Auswirkungen einer Trennung auf die Kinder
Kinder sind recht altmodische Menschen. Sie wünschen sich, dass die Eltern verheiratet sind oder zumindest zusammen wohnen und die Familie zusammenhalten. Zugleich sind sie sensibel genug um zu merken, wenn etwas nicht stimmt, auch und gerade wenn Konflikte nicht offen ausgetragen werden.
Ist eine Trennung oder Scheidung unvermeidlich, dann ist dieser Prozess für alle Familienmitglieder eine schmerzhafte Erfahrung. Man darf die Auswirkungen dieser gravierenden Entscheidung auf die Kinder nicht unterschätzen. Einigen tut es gut, endlich aus der psychisch schwierigen Situation herauszukommen, aber viele Trennungskinder kommen mit der neuen Lage schlecht klar. Das kann sich z. B. in nächtlichem Einnässen, Aggressivität, depressiver Verstimmung oder schlechteren Schulnoten zeigen. Nicht nur die Eltern brauchen Unterstützung, sondern auch die Seelen der Kinder jeden Alters. Sind sie noch klein, dann können sie sich zwar nicht mehr an bestimmte Vorfälle erinnern, aber die Gefühle bleiben.

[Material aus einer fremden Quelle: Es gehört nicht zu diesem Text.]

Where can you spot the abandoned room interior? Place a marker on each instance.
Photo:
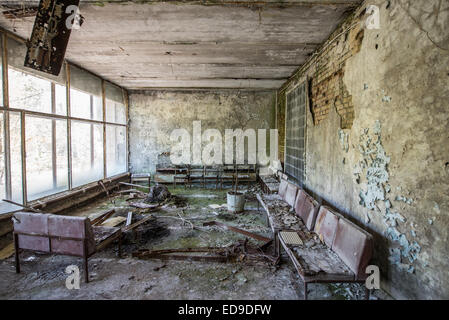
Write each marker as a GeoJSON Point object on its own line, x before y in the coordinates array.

Kinder bedürfen einer Erklärung für die Trennung ihrer Eltern
Als Folge können psychische Störungen oder Verhaltensauffälligkeiten auftreten. Das ist oftmals das Ergebnis unausgesprochener Dialoge, denn es ist wichtig, den Kindern entsprechend ihres Alters zu erklären, warum diese Situation eingetreten ist. Dabei sollte die Trauer über den Verlust der gewohnten Familie nicht tabuisiert werden. Es ist zudem gut, wenn andere Verwandte (Oma, Opa, Tante, Onkel etc.) als Bezugspersonen erhalten bleiben und die Kontaktfrequenz der Kinder zu beiden Eltern möglichst schnell und klar geregelt wird. Dabei können beispielsweise Mediatoren helfen. Es ist nicht nur entscheidend, wie viel Zeit das Kind bei einem Elternteil verbringt, sondern wie viel gute Zeit. Qualität geht vor Quantität, aber dennoch sollte ein guter regelmäßiger persönlicher, telefonischer, schriftlicher Kontakt bestehen, um die Bindung aufrecht zu erhalten.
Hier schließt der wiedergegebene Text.